For a while, Donald Trump's allies tried to defend the president's Ukraine scheme by insisting that Ukraine didn't know about the White House withholding military aid. It was, the Republican argued, a key element: in order to prove extortion, the target would need to know it was being extorted.
This argument collapsed weeks ago, though it soon after morphed into a related talking point: Ukraine didn't feel "pressure" from the Trump administration about the White House's political scheme. Indeed, the president tweeted just yesterday that Ukrainian leaders "said that there was no pressure placed on them whatsoever."
As we've discussed, the public pronouncements from Ukrainian leaders should be taken with a grain of salt. We're talking about a vulnerable ally, heavily dependent on the United States, struggling against Russian aggression. At least publicly, Ukraine has every reason to go out of its way to stay in the White House's good graces, and officials in Kyiv know that crossing Trump in the midst of this scandal carry enormous risks -- especially with a Republican-led Senate unlikely to remove the American president from office.
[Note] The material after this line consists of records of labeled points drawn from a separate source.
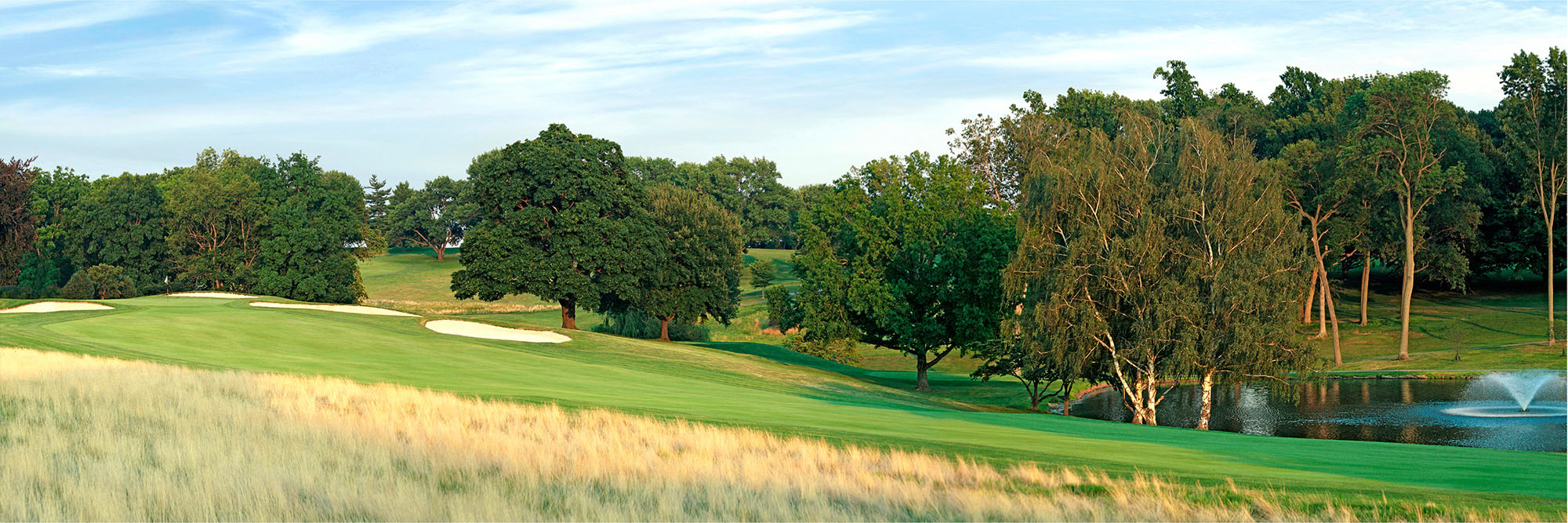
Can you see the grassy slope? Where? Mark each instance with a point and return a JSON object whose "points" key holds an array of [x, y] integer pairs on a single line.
{"points": [[771, 389], [1487, 325], [101, 439]]}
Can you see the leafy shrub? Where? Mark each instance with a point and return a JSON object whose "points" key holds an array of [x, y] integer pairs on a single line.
{"points": [[642, 325], [841, 351]]}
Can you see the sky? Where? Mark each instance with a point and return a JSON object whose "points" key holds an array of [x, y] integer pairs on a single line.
{"points": [[412, 91]]}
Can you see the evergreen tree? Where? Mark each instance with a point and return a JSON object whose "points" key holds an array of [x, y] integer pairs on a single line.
{"points": [[18, 223], [48, 267], [437, 216]]}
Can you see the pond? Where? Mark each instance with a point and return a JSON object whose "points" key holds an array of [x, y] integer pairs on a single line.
{"points": [[1404, 411]]}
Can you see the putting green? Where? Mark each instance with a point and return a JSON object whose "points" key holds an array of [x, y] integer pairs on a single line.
{"points": [[772, 389]]}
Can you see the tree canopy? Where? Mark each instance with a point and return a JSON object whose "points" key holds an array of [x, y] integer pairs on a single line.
{"points": [[554, 223], [906, 254], [694, 259]]}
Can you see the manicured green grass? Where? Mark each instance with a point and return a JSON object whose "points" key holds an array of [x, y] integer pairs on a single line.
{"points": [[777, 390]]}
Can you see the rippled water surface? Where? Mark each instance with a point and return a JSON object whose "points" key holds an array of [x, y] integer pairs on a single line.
{"points": [[1407, 411]]}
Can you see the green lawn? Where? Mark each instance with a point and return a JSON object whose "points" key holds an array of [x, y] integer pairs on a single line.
{"points": [[768, 387]]}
But privately, it's a different story. The Associated Press had this report this morning:
Despite his denials, Ukrainian President Volodymyr Zelenskiy was feeling pressure from the Trump Administration to investigate former Vice President Joe Biden before his July phone call with President Donald Trump that has led to impeachment hearings.In early May, staff at the U.S. Embassy in Kyiv, including then-Ambassador Marie Yovanovitch, were briefed on a meeting Zelenskiy held in which he sought advice on how to navigate the difficult position he was in, according to two people with knowledge of the briefings.He was concerned that Trump and associates were pressing him to take action that could affect the 2020 U.S. presidential race, the people said.
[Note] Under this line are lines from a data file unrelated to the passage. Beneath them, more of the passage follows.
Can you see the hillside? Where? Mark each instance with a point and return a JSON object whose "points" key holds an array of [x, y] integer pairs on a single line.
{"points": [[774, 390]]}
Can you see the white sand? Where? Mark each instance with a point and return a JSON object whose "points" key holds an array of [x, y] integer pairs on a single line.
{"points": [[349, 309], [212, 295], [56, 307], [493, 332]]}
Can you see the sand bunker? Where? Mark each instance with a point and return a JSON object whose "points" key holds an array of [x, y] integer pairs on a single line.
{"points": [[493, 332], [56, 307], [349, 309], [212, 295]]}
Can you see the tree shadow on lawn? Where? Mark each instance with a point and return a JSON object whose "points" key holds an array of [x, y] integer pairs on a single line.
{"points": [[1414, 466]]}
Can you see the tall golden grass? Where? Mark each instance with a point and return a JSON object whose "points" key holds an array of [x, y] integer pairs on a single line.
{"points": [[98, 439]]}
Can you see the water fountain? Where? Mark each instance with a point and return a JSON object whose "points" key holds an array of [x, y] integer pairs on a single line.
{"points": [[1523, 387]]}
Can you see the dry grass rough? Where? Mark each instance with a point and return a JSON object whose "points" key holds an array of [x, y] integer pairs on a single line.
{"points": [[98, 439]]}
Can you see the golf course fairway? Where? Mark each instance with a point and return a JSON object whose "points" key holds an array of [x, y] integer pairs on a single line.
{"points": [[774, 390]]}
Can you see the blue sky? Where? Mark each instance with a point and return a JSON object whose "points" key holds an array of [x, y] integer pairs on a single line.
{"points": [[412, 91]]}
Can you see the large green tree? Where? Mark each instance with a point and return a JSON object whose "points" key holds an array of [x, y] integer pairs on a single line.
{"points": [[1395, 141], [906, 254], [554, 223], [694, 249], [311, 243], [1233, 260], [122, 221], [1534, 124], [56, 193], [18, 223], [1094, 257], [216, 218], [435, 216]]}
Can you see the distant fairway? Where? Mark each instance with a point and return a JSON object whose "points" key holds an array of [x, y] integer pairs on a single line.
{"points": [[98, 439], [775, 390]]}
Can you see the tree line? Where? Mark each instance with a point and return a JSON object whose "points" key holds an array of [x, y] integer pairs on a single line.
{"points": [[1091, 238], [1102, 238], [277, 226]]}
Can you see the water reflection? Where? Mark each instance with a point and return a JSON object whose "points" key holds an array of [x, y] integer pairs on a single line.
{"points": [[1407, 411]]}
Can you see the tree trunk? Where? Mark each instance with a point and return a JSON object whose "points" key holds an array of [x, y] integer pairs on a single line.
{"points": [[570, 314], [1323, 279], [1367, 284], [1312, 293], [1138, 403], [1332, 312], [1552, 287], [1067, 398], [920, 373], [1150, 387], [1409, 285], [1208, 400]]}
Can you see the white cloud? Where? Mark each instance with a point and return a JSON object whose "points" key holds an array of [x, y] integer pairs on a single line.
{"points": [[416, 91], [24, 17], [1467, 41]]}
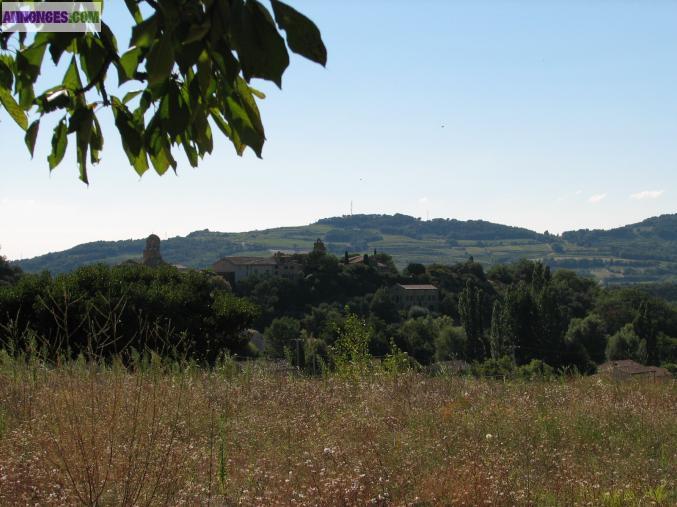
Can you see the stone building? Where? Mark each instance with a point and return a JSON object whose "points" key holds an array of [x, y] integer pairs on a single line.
{"points": [[424, 295]]}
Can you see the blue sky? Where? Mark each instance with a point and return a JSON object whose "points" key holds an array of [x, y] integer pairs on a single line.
{"points": [[549, 115]]}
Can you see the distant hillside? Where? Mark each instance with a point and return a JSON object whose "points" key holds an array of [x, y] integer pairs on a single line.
{"points": [[643, 252]]}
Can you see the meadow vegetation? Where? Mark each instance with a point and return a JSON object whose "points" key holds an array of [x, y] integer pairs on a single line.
{"points": [[168, 433]]}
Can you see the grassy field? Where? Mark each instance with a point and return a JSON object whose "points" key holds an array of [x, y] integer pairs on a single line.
{"points": [[83, 434]]}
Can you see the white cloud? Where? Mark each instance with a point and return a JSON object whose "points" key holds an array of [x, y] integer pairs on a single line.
{"points": [[646, 194], [594, 199]]}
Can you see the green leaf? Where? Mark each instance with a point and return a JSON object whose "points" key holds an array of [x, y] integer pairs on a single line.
{"points": [[83, 119], [128, 64], [197, 32], [249, 104], [174, 112], [130, 96], [6, 76], [133, 7], [160, 61], [31, 136], [303, 36], [96, 142], [14, 110], [29, 61], [260, 47], [227, 130], [144, 33], [160, 154], [239, 120], [59, 43], [59, 144], [130, 134], [93, 56], [72, 80]]}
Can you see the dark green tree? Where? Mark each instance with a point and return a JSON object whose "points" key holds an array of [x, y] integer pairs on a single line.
{"points": [[645, 328], [191, 62], [470, 311], [589, 333], [280, 335]]}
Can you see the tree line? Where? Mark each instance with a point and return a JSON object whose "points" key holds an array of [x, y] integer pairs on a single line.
{"points": [[512, 314]]}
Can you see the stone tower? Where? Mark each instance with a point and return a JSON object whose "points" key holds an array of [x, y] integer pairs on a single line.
{"points": [[151, 254]]}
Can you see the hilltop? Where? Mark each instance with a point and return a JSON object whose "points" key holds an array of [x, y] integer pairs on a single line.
{"points": [[641, 252]]}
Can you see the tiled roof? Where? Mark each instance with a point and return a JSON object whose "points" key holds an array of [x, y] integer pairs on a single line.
{"points": [[245, 261], [425, 286]]}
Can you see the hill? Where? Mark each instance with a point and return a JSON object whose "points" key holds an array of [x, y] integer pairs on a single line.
{"points": [[641, 252]]}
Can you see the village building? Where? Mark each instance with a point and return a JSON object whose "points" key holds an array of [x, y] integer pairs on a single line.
{"points": [[236, 269], [424, 295], [627, 368]]}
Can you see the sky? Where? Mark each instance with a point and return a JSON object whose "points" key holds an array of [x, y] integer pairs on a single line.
{"points": [[553, 116]]}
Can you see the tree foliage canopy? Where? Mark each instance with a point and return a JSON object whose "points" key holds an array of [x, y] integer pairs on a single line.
{"points": [[192, 61]]}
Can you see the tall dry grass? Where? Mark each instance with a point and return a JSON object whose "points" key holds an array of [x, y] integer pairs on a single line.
{"points": [[163, 435]]}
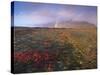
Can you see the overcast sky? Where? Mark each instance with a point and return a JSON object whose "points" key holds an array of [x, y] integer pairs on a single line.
{"points": [[34, 14]]}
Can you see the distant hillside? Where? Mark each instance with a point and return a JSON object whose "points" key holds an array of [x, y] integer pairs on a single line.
{"points": [[63, 24]]}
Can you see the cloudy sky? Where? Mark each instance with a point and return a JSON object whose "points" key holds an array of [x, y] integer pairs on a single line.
{"points": [[35, 14]]}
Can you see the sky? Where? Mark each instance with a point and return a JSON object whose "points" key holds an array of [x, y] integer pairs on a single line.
{"points": [[36, 14]]}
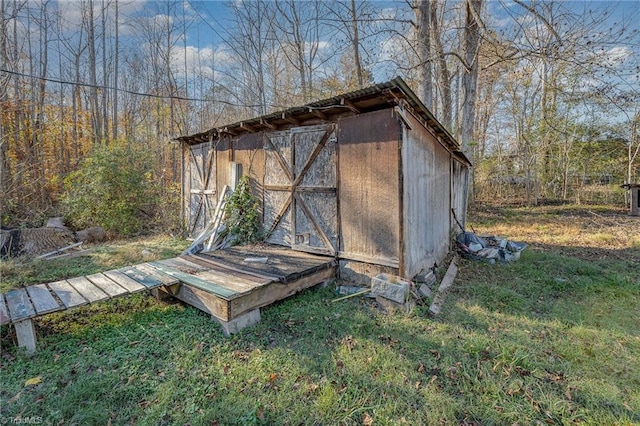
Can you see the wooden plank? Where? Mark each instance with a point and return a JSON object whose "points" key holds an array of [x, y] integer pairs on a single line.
{"points": [[20, 306], [265, 295], [369, 185], [204, 301], [194, 281], [67, 294], [107, 285], [253, 278], [157, 274], [42, 300], [146, 280], [446, 282], [237, 284], [185, 264], [4, 314], [223, 265], [26, 335], [390, 262], [87, 289], [125, 281]]}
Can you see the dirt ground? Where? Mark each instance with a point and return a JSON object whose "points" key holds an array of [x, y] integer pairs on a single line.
{"points": [[587, 232]]}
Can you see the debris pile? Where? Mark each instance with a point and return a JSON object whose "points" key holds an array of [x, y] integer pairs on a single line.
{"points": [[48, 242], [491, 249], [396, 294]]}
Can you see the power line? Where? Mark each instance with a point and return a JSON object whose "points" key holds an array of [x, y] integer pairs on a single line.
{"points": [[149, 95]]}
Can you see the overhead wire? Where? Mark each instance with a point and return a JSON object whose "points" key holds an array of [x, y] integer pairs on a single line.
{"points": [[148, 95]]}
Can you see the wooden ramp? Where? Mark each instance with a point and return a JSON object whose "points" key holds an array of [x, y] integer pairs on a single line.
{"points": [[231, 285]]}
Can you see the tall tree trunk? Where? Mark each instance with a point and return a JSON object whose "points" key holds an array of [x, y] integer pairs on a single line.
{"points": [[105, 75], [443, 74], [423, 36], [356, 44], [116, 65], [93, 80], [470, 77]]}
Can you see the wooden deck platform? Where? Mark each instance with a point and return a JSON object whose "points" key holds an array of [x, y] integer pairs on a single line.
{"points": [[231, 285]]}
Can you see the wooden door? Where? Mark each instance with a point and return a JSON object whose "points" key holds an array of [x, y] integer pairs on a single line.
{"points": [[201, 184], [300, 202]]}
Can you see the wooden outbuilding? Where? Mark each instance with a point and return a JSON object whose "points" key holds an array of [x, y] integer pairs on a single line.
{"points": [[370, 178]]}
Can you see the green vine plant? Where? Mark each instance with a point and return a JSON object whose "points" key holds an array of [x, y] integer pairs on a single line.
{"points": [[241, 215]]}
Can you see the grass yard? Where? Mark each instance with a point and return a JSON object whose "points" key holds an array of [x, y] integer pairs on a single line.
{"points": [[551, 339]]}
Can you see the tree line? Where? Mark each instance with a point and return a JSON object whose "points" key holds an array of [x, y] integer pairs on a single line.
{"points": [[543, 96]]}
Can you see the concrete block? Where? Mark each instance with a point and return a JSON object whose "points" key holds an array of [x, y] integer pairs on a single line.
{"points": [[392, 307], [390, 287]]}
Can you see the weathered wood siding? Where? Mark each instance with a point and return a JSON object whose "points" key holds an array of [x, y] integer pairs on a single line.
{"points": [[369, 187], [300, 203], [427, 199], [199, 187]]}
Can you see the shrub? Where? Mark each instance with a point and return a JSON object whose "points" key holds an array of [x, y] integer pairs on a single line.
{"points": [[242, 215], [110, 189]]}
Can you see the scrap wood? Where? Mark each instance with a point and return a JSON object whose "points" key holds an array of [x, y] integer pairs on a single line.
{"points": [[446, 282], [348, 296], [70, 254], [60, 250], [212, 228]]}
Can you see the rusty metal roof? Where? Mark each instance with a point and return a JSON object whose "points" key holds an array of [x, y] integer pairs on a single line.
{"points": [[379, 96]]}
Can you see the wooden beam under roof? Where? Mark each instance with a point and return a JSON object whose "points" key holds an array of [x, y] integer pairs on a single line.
{"points": [[267, 124], [350, 105], [248, 128], [318, 113], [290, 119]]}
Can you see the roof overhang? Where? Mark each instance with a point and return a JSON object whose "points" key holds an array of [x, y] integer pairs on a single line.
{"points": [[379, 96]]}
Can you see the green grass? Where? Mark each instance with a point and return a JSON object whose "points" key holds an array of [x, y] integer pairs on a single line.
{"points": [[552, 339]]}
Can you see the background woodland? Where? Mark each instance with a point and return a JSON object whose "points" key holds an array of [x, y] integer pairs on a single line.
{"points": [[543, 96]]}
To a certain degree, this may seem like common sense. In fact, the Associated Press reported weeks ago that Zelensky huddled with aides in May -- before even taking office -- expressing concern about Trump World political pressure about a Biden investigation.
But what I found especially notable about the AP's newest report is that Trump administration officials knew about the Ukrainian president's concerns.
Zelensky realized he was in a jam. He needed U.S. support; he couldn't alienate the White House; and he wasn't sure how best to deal with Team Trump's corrupt requests. Officials at the U.S. Embassy in Kyiv were briefed on all of this.
If the takeaway from this is, "Zelensky didn't tell the truth when he said he didn't feel pressure," that wildly misses the point. The Ukrainian president wasn't -- and still isn't -- in a position to speak candidly about the White House's scheme.
Rather, what matters here is that everyone involved had their eyes wide open: Zelensky knew about the pressure, and the Trump administration was aware of Zelensky's concerns, creating an opportunity for the extortion scheme to work as intended.
And with that, another pillar of the White House's defense appears to be collapsing.